Nous avons lu, dans Wikipedia, la notice suivante, extraite d’un long article très intéressant sur la Plaine du Pô.

Citation.

La centuriation romaine, est une technique d'assainissement ou d'exploitation du territoire agricole appliquée par les Romains. Elle était souvent liée à la mutation des soldats romains en coloniaux à la fin des guerres. A la suite de la centuriation, les terrains apparaîssent quadrillés de canaux et de routes transversales. Il est à remarquer que, partout où il y a eu présence romaine, il n'y a pas eu échec de l’hydrogéologie. Plus particulièrement, les campagnes de Romagne et surtout de la province de Forlì-Cesena et de Ferrare, en sont un exemple considéré canonique par les spécialistes de cette discipline. De la présence des réseaux de centuriation, on peut induire la présence des Romains dans des zones pacifiées, même en l'absence de vestiges ou d'inscriptions. On peut faire un parallèle entre la topographie des réseaux dans les campagnes et la topographie des villes romaines.

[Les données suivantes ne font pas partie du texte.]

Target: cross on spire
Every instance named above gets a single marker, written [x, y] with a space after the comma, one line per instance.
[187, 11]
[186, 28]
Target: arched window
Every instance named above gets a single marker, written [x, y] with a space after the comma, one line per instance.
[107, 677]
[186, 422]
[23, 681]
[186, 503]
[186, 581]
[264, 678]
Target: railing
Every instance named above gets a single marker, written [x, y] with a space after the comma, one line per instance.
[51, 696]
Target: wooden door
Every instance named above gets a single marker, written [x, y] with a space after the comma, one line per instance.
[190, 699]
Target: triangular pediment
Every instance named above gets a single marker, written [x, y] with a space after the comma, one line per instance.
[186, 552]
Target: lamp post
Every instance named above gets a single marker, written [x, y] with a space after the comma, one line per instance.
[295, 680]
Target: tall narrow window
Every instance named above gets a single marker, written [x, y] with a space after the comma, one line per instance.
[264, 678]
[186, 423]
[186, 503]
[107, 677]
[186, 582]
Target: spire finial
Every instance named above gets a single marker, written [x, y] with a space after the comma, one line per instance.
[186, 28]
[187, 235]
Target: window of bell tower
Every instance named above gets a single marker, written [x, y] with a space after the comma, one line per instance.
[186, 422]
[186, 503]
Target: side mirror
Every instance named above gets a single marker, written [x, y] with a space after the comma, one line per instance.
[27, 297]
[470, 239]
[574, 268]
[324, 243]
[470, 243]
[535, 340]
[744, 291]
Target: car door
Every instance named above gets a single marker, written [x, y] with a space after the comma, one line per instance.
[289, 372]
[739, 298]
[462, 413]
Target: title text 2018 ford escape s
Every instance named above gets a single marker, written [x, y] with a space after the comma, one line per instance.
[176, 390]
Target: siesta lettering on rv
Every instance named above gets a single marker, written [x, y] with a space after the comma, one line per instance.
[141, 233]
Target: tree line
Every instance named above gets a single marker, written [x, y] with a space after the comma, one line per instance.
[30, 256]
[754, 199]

Le quadrillage systématique des territoires conquis par les Romains est basé sur la délimitation de propriété comme une chose sacrée, avec l’abandon des implantations et infrastructures préexistantes. La forme, générée par l’expérience, était basée sur des axes orthogonaux orientés vers les quatre points cardinaux. Sur les lignes principales sont construites des routes bordées de fossés. Les carrés résultant des tracés orthogonaux sont appelés centuries parce qu’ils sont formés de 100 parcelles chacun de 2 « iugerum » (en latin) (2 fois 2520 m²), qui était la surface de terre cultivable allouée à chaque famille de colons. Le iugerum ou jugerum était la surface qu'il était possible de labourer en un jour avec une paire de bœufs, et qui était suffisante pour nourrir la famille.

La capillarité et la profondeur des ces ouvrages, qui gardent encore aujourd’hui toute leur physionomie originale et leur utilité, montrent bien la somme de travail physique dépensée et la grandeur de l’État romain.

Le schéma de gauche représente la division romaine de terres qui se situe entre les villes de Cervia et de Cesena et qui est issue d'un ancien plan cadastral du début de XXe siècle. Aujourd'hui, ces parcelles ont été fusionnées en propriétés plus importantes, mais les routes et les fossés existent toujours.

 

Cette notice contient quelques imprécisions qu’il est utile de relever.

- Avant d’être un mode d’aménagement du territoire, la centuriation romaine est d’abord une technique d’arpentage destinée à préparer un lotissement de terres à des colons.

- les bénéficiaires ont d’abord été des civils (la plèbe des citoyens romains), avant d’être, de plus en plus, des militaires à partir du Ier s. av. J.-C.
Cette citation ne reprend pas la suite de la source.